遺言は必ず専門家に頼まなければ作れませんか?

自筆証書遺言であれば、専門家に依頼しなくても自分一人で作成できます。ただし、民法が定める形式要件(全文自筆・日付・氏名・押印)を満たさないと無効になります。内容が複雑な場合や確実性を重視する場合は、弁護士・司法書士などの専門家か公証人に相談することをおすすめします。

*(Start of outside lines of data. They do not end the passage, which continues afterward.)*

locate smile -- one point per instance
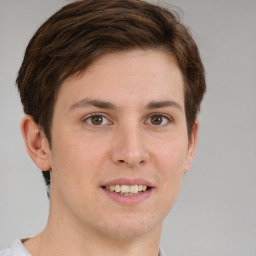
(127, 190)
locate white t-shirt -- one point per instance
(17, 249)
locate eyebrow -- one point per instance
(91, 102)
(108, 105)
(164, 104)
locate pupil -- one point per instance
(97, 120)
(156, 120)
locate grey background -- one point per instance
(216, 210)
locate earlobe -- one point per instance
(191, 146)
(36, 143)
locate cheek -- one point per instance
(171, 165)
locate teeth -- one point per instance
(126, 189)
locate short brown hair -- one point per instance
(75, 36)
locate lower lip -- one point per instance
(129, 200)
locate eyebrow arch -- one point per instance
(162, 104)
(90, 102)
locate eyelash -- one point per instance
(168, 118)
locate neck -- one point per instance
(65, 236)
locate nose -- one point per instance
(129, 147)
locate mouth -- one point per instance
(127, 190)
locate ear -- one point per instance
(191, 146)
(36, 143)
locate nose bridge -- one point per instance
(130, 146)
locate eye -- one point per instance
(158, 119)
(96, 120)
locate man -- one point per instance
(111, 91)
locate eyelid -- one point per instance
(168, 117)
(103, 115)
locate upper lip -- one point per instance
(127, 181)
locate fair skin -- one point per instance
(121, 122)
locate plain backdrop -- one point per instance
(215, 213)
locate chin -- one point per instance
(130, 227)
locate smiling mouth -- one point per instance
(127, 190)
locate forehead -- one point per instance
(126, 77)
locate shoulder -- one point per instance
(16, 249)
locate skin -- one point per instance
(134, 140)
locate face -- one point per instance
(119, 144)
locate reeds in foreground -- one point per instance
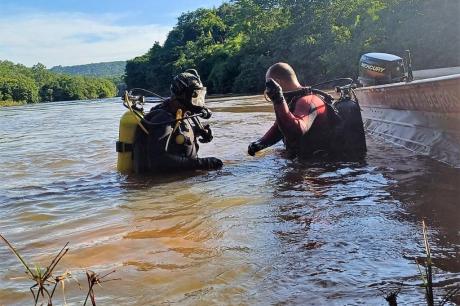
(42, 277)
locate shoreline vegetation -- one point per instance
(20, 85)
(233, 44)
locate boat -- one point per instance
(418, 110)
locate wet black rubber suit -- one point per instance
(167, 149)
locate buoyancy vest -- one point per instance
(341, 138)
(162, 139)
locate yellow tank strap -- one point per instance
(136, 114)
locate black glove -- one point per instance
(274, 91)
(254, 147)
(209, 163)
(206, 134)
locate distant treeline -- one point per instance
(234, 44)
(107, 69)
(30, 85)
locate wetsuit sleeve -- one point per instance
(297, 123)
(272, 136)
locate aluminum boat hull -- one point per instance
(422, 115)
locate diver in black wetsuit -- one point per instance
(173, 146)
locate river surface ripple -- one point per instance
(263, 230)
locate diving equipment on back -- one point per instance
(166, 138)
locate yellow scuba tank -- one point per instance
(128, 125)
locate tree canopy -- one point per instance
(36, 84)
(232, 45)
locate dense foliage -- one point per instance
(107, 69)
(234, 44)
(36, 84)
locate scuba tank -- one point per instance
(127, 130)
(134, 120)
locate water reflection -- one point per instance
(263, 230)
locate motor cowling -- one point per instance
(380, 68)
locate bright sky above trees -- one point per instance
(71, 32)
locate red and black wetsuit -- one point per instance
(304, 115)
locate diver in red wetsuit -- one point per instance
(306, 123)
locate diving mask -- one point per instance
(198, 97)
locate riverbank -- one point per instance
(11, 103)
(263, 230)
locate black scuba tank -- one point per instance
(349, 141)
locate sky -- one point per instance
(73, 32)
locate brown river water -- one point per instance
(264, 230)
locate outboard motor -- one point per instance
(380, 68)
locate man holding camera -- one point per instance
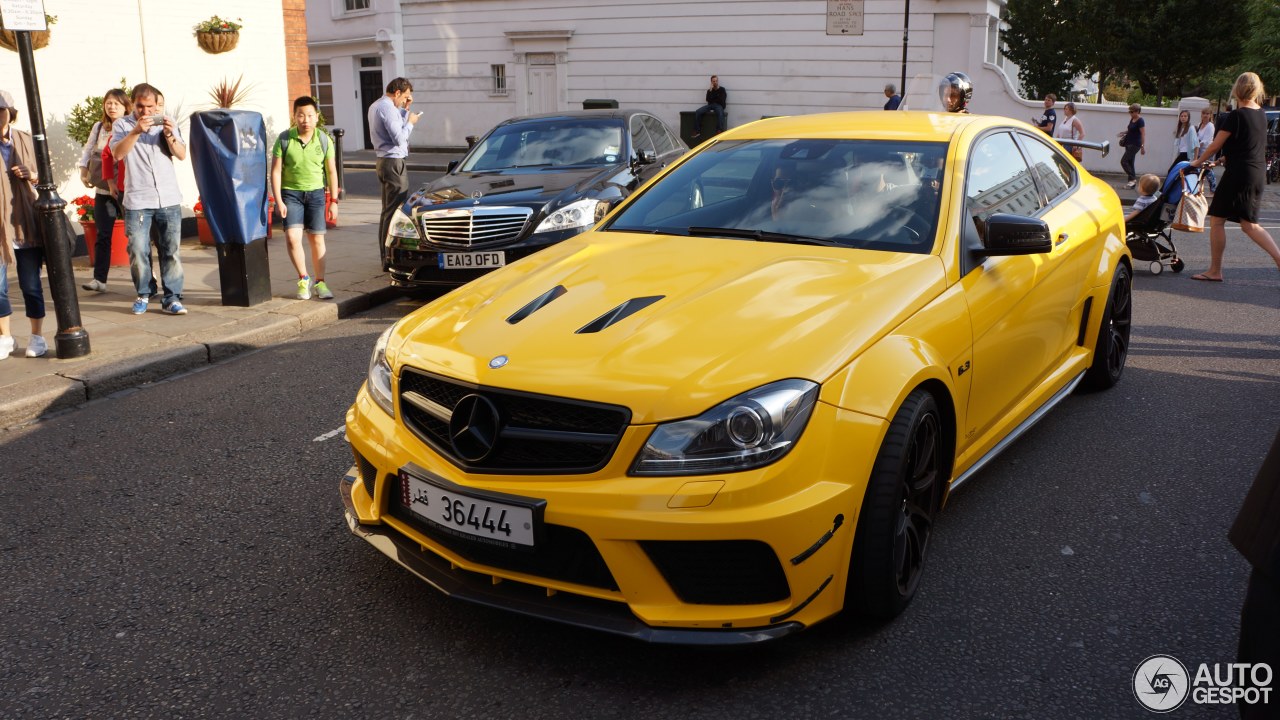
(146, 142)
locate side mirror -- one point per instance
(1015, 235)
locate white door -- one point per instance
(542, 83)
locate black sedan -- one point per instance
(528, 183)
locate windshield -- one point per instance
(549, 142)
(865, 194)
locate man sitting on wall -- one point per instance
(717, 99)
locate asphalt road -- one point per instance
(178, 551)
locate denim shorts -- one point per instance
(305, 208)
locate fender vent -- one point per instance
(538, 304)
(620, 313)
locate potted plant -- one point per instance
(218, 35)
(119, 242)
(39, 39)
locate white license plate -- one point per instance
(471, 260)
(469, 516)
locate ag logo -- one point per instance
(1161, 683)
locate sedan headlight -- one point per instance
(749, 431)
(580, 214)
(402, 226)
(379, 382)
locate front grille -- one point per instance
(535, 433)
(720, 572)
(561, 552)
(474, 227)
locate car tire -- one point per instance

遺言があっても相続人が従わない場合はどうなりますか?

法的に有効な遺言であれば、相続人はその内容に従う義務があります。従わない場合は、遺言執行者が遺言の内容を実現する権限をもちます。遺言執行者が指定されていない場合は、家庭裁判所に選任を申し立てることができます。ただし、遺留分を侵害している部分については、相続人から遺留分侵害額請求がなされる可能性があります。

一度書いた遺言を書き直すことはできますか?

遺言はいつでも何度でも書き直すことができます。複数の遺言が存在する場合は、最も新しい日付の遺言が有効とみなされます。また、新しい遺言で古い遺言の一部または全部を撤回することも可能です。結婚・離婚・子どもの誕生・財産の変動などライフイベントに合わせて見直すことが大切です。